話がちょっと広がるが、この未成年女子をセックス商品とみなす感覚は広く日本社会に様々な濃度で浸透していると思う。芸能界のアイドル、アニメと漫画、広告などでも見られる。そして「女子高生」やもっと幼い小中学生などをも性欲の対象とする視線と価値観は、当の女性にも内面化されている。
昨日たまたま見かけた次の指摘とそれに対する拒否反応も、いかに我々の社会が未熟な女性のセックス商品化に慣れきっているかをよく示している。
高橋裕行@herobridge 2014-09-29 20:22:28
艦これで戦争を学んだから、艦隊戦での敵艦の無力化を、艦娘の服を脱がせる程度に考えてしまうのだろう。
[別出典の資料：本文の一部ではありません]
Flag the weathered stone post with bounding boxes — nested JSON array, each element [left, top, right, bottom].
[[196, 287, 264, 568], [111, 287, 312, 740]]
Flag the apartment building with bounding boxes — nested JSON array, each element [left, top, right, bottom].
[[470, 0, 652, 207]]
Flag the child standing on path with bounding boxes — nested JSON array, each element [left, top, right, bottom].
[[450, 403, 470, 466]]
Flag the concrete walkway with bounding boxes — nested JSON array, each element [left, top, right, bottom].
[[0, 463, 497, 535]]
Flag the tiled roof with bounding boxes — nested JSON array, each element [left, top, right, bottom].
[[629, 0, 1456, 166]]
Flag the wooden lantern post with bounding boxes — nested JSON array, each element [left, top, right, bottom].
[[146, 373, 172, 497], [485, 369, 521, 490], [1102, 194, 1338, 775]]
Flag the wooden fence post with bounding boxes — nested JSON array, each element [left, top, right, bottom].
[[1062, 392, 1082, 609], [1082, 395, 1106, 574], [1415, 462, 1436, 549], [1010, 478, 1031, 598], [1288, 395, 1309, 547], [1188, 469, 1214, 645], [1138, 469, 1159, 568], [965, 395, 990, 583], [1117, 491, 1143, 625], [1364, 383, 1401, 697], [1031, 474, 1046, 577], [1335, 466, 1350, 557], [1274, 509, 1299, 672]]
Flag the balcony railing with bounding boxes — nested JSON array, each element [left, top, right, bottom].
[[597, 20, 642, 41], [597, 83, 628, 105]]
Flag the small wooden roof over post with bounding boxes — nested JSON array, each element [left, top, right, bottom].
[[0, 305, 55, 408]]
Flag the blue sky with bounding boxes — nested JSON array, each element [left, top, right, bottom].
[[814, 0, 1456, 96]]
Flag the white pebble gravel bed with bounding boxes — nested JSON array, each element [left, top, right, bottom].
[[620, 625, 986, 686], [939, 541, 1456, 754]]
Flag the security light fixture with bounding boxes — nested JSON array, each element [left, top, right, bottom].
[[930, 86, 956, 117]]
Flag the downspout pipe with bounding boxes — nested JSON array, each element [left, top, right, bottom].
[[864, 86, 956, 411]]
高橋裕行@herobridge 2014-09-30 22:56:45
幼い顔をした少女を武装して戦わせ、攻撃を受けると服が破けるゲームが戦争を知るきっかけとなると、かなり歪んだ先入観が刷り込まれると思います。RT @Child_Chariot:なぜ艦これが史実を知るきっかけとして不適切だと思われるのでしょうか。
高橋裕行@herobridge 2014-10-02 17:09:57私は「では服が破れる必要はないですね。なんで半裸になるんですか?」が艦これのみならず、上の女子高生ゲーム、そして我々がすっかり内面化している「女子高生」を性的商品と見なす価値観にとどめを刺すと思う。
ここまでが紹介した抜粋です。